Customer service.
Right now, I’m at work. This is the only place I can write on this thing from, since my home computer is not working at present. I just blasted about a pound of dust out of it, though, so maybe it will stop overheating.
Anyhow, that’s not what I’m going to talk about. What I’m going to talk about is customer service.
One of my jobs here is to give people keys to various meeting rooms and so on around campus. If you want to run a study session, or dance classes, or what have you, you come here and fill out a form and I give you the key(s) to the building or room.
Now, my office is located in a larger building, the outside door to which automatically locks at 9 pm or so, to keep the bums out. If you’re a student, this isn’t a problem, because your key card will unlock the door. A problem presented itself recently, however, because some girl from the med school had checked out a building key this afternoon for the purpose of “Case Sown,” according to what she scribbled on the form. Med students don’t get key cards, so she couldn’t get in to return the key at night.

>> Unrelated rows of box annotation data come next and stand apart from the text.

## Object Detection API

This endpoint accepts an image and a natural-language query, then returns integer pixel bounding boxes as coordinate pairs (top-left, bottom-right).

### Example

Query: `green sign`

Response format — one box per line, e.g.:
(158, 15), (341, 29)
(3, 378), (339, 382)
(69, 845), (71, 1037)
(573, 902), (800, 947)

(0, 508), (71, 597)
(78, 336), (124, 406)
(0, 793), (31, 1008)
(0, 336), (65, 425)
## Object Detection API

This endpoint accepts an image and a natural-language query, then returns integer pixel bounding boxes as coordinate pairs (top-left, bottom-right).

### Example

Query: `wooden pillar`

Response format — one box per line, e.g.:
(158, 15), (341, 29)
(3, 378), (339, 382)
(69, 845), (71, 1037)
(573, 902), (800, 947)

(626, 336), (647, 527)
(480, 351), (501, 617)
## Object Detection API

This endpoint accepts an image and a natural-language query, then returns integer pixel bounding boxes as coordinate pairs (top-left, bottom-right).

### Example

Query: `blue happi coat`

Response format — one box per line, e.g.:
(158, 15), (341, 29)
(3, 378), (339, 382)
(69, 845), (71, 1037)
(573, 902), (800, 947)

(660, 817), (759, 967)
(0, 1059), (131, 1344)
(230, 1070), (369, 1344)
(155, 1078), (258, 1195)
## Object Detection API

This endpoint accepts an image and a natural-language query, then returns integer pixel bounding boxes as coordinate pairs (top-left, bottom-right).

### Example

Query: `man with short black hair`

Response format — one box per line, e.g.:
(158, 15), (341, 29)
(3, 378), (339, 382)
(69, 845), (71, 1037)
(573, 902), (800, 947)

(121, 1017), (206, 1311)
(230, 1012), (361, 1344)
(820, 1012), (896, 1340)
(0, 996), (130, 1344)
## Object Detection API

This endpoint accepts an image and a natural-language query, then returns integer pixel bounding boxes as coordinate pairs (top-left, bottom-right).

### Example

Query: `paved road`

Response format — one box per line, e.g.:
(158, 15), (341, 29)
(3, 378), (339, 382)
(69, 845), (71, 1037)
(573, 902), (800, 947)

When this happened last week, she just kept knocking on the door. Generally, I don’t get up to let people in when they do that, because a. the door is locked for a reason and b. it’s all the way down the hall and I’m busy reading a magazine. She kept at it for like twenty minutes, and eventually got in somehow and returned the key.
The same thing happened again tonight. She came in and complained that the keys she got (to the other building) didn’t open the door. I was thinking, “they aren’t magic keys . . . you’re going to be a doctor?” I explained that you have to have a key card, at which point she pointed out that since med students don’t have key cards, and she is a med student, there was no way for her to get in to return the keys on time.
On the bare facts of the case, she was absolutely right. I should have checked and let her in, because there’s no other way for her to return the keys. However, the art of customer service is not to be governed by bare facts.
The art of customer service is: I hate customers.
Right now, I’m torn between the logical part of my mind, which agrees that it’s a stupid system, and the employee part of my mind that doesn’t give a shit about customers and their problems, and won’t lift a finger to help.
All the other jobs I’ve had (library clerk, grocery store back room guy) have consisted in large part of putting things on shelves in the right order, or preparing them to be put on shelves. The great thing about things and shelves is they don’t bother you with dumb questions or logical complaints. This job, for the most part, consists of sitting around reading and getting paid — a pretty high Fiskian Ratio — but the downside is that I have to deal with dumb freshmen and loud med students.
I don’t think this is going anywhere. I’m just complaining — “ranting,” if you will. The only lesson is that if you’re the boss, you don’t have to deal with customers OR put things on shelves, and you usually get paid more. So stay in school, don’t do drugs until you’re rich enough to get away with it, and invest in a power tie.